Built around a solid-looking tubular roll cage, the solar-powered city car is primarily practical in design. On the roof is a solar panel with a peak power of 250 W that feeds the 6.4 kWh battery pack. It has three-point seat belts and even cup holders, but its biggest draw may be its price: $6,585 (€6,250) when it goes on sale in the US in 2024. That battery powers a pair of 2 kW motors, one driving each rear wheel.

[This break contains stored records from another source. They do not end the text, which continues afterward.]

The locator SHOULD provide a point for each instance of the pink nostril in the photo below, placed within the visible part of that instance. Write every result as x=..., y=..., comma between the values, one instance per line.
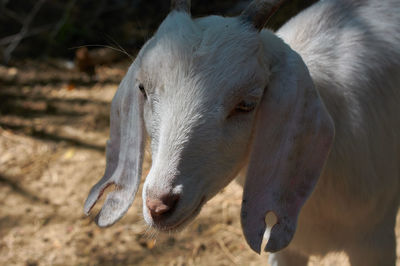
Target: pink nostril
x=165, y=204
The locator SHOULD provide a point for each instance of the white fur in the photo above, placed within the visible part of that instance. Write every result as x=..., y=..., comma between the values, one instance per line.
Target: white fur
x=196, y=72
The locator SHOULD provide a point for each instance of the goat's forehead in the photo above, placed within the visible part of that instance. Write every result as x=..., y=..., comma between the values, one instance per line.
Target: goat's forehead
x=211, y=50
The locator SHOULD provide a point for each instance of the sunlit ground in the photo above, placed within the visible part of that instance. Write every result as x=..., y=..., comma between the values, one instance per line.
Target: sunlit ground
x=53, y=128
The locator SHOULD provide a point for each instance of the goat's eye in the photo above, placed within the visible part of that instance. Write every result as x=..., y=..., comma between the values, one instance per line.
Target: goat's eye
x=245, y=107
x=142, y=90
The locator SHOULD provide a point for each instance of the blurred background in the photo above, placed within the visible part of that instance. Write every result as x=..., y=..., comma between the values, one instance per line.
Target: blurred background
x=60, y=64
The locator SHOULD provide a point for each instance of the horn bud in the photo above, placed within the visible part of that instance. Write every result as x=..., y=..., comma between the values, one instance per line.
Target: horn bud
x=259, y=11
x=180, y=5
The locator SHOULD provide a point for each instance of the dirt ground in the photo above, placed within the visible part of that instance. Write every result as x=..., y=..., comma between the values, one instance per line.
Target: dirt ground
x=53, y=128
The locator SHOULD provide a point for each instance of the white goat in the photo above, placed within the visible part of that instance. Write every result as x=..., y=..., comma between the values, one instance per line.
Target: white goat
x=217, y=95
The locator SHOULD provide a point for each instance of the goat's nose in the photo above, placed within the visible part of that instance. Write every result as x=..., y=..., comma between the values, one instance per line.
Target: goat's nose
x=161, y=206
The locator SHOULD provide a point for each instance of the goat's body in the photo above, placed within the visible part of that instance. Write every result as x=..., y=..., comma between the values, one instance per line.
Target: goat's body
x=352, y=49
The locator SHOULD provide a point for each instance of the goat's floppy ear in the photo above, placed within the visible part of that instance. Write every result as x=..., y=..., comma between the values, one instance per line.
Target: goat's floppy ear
x=292, y=140
x=124, y=154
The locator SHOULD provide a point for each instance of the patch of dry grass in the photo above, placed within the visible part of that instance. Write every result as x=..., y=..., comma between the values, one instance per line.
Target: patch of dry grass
x=52, y=139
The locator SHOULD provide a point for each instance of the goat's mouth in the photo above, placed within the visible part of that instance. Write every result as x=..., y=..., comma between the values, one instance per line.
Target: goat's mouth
x=180, y=224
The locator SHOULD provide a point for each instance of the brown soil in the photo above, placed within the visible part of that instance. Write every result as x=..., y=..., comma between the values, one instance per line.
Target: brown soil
x=53, y=128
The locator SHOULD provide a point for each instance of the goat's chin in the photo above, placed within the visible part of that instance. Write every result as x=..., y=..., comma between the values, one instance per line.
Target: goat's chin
x=178, y=225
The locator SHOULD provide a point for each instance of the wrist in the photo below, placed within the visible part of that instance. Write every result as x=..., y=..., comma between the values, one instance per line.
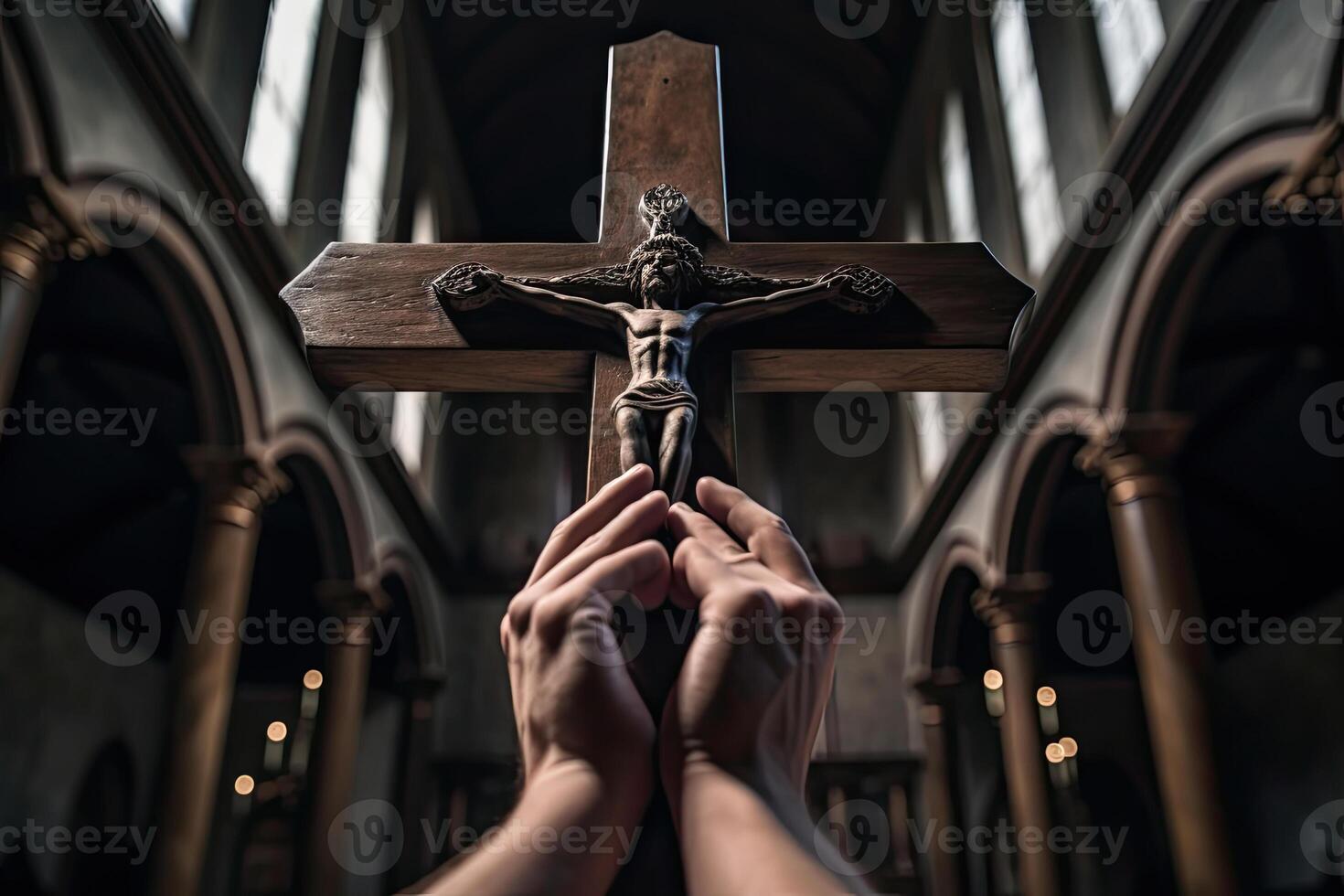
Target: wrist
x=621, y=789
x=768, y=779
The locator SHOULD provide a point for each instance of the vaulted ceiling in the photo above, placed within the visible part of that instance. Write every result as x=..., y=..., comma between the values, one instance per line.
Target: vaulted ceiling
x=806, y=114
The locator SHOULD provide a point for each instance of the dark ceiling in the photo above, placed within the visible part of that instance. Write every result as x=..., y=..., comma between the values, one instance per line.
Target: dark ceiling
x=808, y=114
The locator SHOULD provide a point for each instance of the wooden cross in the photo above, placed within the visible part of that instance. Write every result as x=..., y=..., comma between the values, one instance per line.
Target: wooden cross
x=371, y=314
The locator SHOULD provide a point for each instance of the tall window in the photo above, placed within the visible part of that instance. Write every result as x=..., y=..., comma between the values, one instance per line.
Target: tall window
x=1132, y=35
x=281, y=101
x=1024, y=111
x=957, y=185
x=362, y=214
x=176, y=15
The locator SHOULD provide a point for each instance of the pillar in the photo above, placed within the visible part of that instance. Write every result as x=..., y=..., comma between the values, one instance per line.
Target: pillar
x=1009, y=610
x=937, y=689
x=1158, y=581
x=218, y=584
x=339, y=723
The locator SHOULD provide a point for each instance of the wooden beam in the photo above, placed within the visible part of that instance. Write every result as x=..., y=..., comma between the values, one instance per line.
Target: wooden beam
x=891, y=371
x=378, y=295
x=663, y=126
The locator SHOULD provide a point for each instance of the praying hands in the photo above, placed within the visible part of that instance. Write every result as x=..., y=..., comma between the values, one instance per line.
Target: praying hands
x=735, y=735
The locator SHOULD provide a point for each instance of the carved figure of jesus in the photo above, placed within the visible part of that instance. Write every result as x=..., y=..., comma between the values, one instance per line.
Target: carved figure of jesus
x=674, y=303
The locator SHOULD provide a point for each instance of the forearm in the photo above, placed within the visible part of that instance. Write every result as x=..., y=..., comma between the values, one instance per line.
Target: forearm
x=571, y=833
x=749, y=836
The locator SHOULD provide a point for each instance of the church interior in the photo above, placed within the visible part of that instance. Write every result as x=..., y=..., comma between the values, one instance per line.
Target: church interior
x=251, y=579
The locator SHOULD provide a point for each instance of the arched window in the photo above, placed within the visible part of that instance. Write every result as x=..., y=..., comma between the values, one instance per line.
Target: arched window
x=957, y=185
x=177, y=15
x=1132, y=35
x=281, y=101
x=1024, y=114
x=366, y=171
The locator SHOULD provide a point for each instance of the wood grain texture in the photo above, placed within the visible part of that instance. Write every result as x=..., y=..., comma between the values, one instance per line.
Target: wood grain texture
x=948, y=369
x=663, y=128
x=378, y=297
x=438, y=369
x=611, y=375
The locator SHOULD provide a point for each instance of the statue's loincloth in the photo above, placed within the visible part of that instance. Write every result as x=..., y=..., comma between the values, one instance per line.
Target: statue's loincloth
x=659, y=394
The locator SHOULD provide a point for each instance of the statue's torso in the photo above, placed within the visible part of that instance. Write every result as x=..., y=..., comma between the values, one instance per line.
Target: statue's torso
x=660, y=341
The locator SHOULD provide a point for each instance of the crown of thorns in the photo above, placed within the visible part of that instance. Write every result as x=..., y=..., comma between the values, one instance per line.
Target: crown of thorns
x=654, y=246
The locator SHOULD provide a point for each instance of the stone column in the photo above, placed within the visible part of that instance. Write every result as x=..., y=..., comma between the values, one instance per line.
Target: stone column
x=1158, y=581
x=937, y=689
x=339, y=721
x=218, y=586
x=1009, y=610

Squad says that the solar panel provides a range of 22 km per day on a sunny day in the Netherlands; in sunnier Las Vegas that could be as much as 19 miles. The battery packs are interchangeable and portable, and when fully charged the pack has a range of 100 km. And yes, you can charge the packs by plugging them into a 110V outlet when it’s not sunny.
“We see enormous interest from the USA, especially for markets such as sharing platforms, gated communities, campuses, (bath) resorts, tourism, business parks, hotels & resorts, amusement parks and inner-city services,” said Robert Hoevers, one of the co- founders of Squad.